JAKARTA – Fenomena alam sinkhole atau lubang ambles yang muncul secara tiba-tiba seringkali memicu kepanikan warga. Berdasarkan pemetaan geologi terbaru pada Minggu (15/2/2026), sejumlah wilayah di Indonesia diidentifikasi memiliki risiko lebih tinggi dibandingkan daerah lainnya. Hal ini berkaitan erat dengan kondisi topografi karst atau batuan kapur yang mendominasi struktur bawah tanah di wilayah tersebut.
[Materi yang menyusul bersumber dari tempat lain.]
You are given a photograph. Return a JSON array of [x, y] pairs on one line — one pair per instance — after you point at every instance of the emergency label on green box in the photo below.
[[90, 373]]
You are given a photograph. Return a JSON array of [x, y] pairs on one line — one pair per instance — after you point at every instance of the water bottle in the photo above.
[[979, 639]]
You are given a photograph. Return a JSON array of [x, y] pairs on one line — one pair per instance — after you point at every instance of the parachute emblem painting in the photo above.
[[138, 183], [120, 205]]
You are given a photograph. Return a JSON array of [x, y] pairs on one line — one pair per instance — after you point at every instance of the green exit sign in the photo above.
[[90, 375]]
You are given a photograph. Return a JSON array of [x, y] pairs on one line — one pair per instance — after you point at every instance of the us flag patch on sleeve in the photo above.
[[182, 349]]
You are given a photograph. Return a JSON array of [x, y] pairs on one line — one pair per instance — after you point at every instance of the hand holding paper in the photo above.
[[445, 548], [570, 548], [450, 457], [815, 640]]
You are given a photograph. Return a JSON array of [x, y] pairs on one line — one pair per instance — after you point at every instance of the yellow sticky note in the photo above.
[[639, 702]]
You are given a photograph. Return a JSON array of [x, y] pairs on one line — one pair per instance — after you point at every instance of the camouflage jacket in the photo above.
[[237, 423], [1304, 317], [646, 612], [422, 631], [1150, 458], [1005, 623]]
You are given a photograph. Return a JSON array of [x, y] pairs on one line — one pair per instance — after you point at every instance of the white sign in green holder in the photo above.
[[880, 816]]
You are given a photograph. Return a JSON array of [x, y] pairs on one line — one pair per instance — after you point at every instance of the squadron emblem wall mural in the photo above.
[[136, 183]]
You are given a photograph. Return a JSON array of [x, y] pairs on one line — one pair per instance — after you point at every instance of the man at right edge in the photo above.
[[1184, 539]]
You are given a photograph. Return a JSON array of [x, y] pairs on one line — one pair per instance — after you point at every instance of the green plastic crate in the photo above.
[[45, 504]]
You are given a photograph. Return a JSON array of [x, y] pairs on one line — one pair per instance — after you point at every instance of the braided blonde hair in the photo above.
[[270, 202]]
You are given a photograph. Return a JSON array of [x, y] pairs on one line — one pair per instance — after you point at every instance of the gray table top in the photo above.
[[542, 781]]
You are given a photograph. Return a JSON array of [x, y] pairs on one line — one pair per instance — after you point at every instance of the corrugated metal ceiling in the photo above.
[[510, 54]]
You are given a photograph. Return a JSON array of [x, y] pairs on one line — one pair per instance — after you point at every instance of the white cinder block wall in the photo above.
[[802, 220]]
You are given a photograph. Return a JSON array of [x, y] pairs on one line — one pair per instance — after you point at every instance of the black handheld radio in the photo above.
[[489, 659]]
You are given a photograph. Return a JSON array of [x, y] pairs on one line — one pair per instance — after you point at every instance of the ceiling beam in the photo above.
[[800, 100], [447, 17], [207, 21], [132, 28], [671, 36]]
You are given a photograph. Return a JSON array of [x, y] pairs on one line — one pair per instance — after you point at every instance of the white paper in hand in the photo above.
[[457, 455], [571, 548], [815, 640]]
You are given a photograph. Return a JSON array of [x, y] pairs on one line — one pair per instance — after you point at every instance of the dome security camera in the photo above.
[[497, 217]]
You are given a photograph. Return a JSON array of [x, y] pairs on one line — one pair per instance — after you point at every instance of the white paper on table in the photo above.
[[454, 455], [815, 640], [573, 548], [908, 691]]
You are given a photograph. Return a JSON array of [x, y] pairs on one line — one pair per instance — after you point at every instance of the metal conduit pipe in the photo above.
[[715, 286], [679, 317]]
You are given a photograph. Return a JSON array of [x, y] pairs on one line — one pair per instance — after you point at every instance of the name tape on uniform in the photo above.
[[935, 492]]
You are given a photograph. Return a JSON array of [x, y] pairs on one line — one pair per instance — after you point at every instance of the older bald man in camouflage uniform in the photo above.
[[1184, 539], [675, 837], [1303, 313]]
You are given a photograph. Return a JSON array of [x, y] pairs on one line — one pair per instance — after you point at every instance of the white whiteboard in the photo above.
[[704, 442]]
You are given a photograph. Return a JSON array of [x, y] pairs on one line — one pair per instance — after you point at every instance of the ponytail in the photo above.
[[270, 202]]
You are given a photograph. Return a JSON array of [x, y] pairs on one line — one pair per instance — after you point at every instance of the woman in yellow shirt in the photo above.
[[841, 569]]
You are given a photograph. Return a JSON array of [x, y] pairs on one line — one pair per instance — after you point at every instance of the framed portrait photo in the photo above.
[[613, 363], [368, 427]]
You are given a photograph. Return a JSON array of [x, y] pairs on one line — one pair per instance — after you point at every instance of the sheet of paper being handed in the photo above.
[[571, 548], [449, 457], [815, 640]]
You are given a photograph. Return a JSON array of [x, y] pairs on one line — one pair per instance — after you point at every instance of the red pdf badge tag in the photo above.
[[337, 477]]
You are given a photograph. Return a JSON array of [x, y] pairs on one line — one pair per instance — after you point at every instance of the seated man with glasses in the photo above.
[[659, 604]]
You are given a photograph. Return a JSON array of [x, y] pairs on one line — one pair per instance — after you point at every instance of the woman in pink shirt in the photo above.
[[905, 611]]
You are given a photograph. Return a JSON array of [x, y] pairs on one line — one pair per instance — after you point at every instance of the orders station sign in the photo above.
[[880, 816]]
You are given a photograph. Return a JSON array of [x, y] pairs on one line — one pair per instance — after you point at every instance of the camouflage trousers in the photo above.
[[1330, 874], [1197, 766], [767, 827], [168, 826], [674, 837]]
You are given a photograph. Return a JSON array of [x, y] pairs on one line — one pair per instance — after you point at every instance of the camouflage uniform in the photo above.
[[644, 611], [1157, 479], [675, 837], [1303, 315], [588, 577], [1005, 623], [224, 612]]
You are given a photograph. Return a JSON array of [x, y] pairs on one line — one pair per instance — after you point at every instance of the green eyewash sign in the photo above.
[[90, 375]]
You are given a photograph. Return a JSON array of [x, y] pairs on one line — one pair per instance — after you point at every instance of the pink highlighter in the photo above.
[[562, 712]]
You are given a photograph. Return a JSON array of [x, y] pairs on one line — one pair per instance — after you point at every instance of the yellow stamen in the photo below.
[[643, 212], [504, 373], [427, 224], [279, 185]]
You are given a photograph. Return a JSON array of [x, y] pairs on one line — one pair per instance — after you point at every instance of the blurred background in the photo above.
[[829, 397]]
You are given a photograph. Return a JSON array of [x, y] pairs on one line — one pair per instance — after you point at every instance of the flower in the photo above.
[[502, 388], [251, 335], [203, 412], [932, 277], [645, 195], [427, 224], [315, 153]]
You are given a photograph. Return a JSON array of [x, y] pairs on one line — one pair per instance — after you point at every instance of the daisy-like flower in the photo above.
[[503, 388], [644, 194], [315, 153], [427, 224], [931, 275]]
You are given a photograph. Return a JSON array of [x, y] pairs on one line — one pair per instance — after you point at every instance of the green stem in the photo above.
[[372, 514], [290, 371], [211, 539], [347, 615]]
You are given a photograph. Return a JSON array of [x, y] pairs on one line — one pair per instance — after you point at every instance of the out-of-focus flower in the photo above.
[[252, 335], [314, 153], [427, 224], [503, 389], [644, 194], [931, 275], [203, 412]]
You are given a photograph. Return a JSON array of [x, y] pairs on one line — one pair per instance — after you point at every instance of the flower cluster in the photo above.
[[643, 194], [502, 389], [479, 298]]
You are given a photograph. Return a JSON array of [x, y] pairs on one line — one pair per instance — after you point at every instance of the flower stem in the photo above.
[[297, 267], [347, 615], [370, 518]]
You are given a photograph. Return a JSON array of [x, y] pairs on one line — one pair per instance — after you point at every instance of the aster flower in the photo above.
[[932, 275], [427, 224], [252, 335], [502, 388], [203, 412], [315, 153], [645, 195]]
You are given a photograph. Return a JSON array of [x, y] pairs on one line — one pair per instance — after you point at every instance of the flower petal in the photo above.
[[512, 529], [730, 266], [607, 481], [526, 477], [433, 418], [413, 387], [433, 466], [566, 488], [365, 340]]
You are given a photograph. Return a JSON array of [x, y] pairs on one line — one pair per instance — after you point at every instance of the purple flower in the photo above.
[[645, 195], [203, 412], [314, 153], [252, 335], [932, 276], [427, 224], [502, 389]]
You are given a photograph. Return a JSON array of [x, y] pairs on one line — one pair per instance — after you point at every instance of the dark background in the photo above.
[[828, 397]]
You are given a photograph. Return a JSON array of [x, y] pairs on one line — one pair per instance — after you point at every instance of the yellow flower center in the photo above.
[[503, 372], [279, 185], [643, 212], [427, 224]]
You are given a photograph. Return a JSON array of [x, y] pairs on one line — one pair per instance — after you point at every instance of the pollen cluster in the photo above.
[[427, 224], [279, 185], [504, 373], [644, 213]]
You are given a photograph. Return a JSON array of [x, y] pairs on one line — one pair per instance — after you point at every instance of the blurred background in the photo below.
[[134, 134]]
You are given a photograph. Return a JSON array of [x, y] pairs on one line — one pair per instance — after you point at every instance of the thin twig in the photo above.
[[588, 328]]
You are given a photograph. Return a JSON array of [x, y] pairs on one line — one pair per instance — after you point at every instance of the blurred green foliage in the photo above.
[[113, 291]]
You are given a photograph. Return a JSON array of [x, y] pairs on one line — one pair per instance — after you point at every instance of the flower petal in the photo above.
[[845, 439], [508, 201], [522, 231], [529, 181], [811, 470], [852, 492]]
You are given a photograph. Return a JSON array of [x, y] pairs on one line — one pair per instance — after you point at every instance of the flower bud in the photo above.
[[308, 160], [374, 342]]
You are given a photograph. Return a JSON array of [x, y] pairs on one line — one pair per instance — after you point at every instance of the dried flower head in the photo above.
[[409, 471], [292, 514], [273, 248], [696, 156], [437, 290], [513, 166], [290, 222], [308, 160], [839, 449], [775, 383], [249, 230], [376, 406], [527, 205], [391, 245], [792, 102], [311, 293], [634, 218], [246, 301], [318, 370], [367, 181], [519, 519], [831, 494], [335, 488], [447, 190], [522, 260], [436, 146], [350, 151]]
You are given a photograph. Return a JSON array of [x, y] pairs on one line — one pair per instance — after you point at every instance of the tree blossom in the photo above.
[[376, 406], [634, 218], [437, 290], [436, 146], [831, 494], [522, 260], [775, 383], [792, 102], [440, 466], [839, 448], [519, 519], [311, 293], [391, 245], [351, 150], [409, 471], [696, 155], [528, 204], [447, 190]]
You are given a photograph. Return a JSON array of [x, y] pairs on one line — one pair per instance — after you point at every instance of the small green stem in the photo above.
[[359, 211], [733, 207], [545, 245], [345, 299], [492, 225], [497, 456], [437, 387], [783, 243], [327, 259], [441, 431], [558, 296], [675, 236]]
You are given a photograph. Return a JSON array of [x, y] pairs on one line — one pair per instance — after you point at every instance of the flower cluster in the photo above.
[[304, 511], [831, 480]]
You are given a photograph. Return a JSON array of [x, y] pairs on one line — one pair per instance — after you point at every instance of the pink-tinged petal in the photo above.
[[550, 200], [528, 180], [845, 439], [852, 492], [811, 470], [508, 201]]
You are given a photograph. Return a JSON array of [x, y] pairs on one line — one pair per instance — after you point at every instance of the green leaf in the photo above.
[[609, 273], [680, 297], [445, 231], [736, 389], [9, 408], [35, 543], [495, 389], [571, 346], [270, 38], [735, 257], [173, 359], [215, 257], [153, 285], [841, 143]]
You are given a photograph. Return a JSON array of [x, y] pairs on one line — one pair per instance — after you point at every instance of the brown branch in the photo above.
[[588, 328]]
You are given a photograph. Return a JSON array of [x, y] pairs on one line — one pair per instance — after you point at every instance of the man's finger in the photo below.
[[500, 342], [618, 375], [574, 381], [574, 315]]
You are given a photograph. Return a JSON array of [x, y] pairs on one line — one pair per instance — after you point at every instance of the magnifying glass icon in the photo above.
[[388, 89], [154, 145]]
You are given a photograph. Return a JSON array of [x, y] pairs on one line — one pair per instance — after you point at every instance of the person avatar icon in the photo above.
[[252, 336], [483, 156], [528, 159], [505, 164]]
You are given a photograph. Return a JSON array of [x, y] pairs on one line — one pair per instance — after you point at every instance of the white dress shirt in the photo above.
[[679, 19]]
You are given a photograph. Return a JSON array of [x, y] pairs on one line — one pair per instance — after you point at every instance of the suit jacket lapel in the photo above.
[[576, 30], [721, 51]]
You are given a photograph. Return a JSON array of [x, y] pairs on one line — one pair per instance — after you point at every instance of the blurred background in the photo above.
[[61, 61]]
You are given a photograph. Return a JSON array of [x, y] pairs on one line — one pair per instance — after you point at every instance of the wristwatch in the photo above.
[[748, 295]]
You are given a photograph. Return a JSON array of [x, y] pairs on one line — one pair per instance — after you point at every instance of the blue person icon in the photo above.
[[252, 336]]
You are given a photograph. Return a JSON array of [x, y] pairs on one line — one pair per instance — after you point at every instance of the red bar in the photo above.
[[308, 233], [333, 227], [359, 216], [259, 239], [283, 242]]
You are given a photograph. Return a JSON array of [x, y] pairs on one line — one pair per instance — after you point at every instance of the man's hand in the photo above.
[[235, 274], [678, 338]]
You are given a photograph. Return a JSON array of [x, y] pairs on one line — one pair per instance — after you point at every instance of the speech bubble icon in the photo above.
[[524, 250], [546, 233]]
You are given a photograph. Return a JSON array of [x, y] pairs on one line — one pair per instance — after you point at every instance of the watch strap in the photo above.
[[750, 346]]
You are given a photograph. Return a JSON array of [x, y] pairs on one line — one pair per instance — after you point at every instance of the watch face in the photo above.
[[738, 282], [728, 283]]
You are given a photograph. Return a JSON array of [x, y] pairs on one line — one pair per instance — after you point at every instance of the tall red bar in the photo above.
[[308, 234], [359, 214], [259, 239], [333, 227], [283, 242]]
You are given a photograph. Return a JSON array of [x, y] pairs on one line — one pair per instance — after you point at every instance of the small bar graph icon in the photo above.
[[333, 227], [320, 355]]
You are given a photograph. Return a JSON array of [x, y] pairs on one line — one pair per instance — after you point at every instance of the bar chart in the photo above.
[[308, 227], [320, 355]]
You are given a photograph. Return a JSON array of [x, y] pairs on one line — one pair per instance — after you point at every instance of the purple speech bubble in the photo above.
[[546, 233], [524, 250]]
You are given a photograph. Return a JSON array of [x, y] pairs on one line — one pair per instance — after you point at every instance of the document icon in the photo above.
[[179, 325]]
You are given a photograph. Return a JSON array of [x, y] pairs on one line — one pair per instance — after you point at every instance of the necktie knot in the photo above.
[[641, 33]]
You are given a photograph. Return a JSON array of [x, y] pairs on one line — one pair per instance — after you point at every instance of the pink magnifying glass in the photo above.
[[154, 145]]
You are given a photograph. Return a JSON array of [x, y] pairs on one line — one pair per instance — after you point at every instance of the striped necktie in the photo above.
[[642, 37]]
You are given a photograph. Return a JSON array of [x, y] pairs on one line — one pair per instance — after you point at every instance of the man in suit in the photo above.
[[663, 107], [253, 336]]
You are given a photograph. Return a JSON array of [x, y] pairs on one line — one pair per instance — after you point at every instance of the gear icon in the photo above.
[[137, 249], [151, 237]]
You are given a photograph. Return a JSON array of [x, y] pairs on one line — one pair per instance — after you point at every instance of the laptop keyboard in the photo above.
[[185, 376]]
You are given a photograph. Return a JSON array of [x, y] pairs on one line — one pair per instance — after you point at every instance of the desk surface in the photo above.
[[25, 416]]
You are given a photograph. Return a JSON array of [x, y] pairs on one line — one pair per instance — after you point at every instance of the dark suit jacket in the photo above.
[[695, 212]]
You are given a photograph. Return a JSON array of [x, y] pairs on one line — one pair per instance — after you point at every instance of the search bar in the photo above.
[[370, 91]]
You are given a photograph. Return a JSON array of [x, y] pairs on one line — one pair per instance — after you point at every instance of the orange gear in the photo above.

Sinkhole terjadi ketika lapisan batuan dasar (biasanya batu gamping atau karbonat) larut oleh air hujan atau air tanah, menciptakan rongga besar di bawah permukaan yang sewaktu-waktu bisa runtuh.

Wilayah “Langganan” dan Potensi Risiko

Struktur geologi Indonesia yang kaya akan kawasan karst menjadikannya rentan terhadap fenomena ini. Beberapa daerah yang perlu meningkatkan kewaspadaan antara lain:

  • Gunungkidul (DIY) & Wonogiri (Jawa Tengah): Merupakan bagian dari Pegunungan Sewu yang memiliki sistem gua bawah tanah yang sangat kompleks.

  • Maros & Pangkep (Sulawesi Selatan): Kawasan karst terbesar kedua di dunia ini memiliki tingkat pelarutan batuan yang tinggi.

  • Sukabumi & Bogor (Jawa Barat): Sering dilaporkan terjadi sinkhole akibat aktivitas air tanah yang intens dan beban bangunan di atas tanah kapur.

  • Padalarang (Jawa Barat): Kawasan tambang batu kapur yang memiliki banyak rongga bawah tanah alami maupun buatan.

Mengenali Tanda-tanda Awal Sinkhole

Meskipun sering terjadi tiba-tiba, ada beberapa indikasi visual yang bisa menjadi peringatan dini bagi warga sekitar:

  1. Retakan melingkar pada permukaan tanah atau aspal.

  2. Pintu atau jendela bangunan yang tiba-tiba sulit ditutup (akibat pergeseran fondasi).

  3. Genangan air yang muncul di titik-titik baru secara mendadak.

  4. Pohon atau tiang listrik yang mulai miring tanpa sebab yang jelas.

“Sinkhole di kawasan karst Indonesia adalah proses alami yang dipercepat oleh aktivitas manusia, seperti pengambilan air tanah yang tidak terkendali. Pemetaan mikrotremor sangat diperlukan sebelum membangun infrastruktur besar di daerah rawan,” ungkap pakar geologi nasional, Minggu (15/2/2026).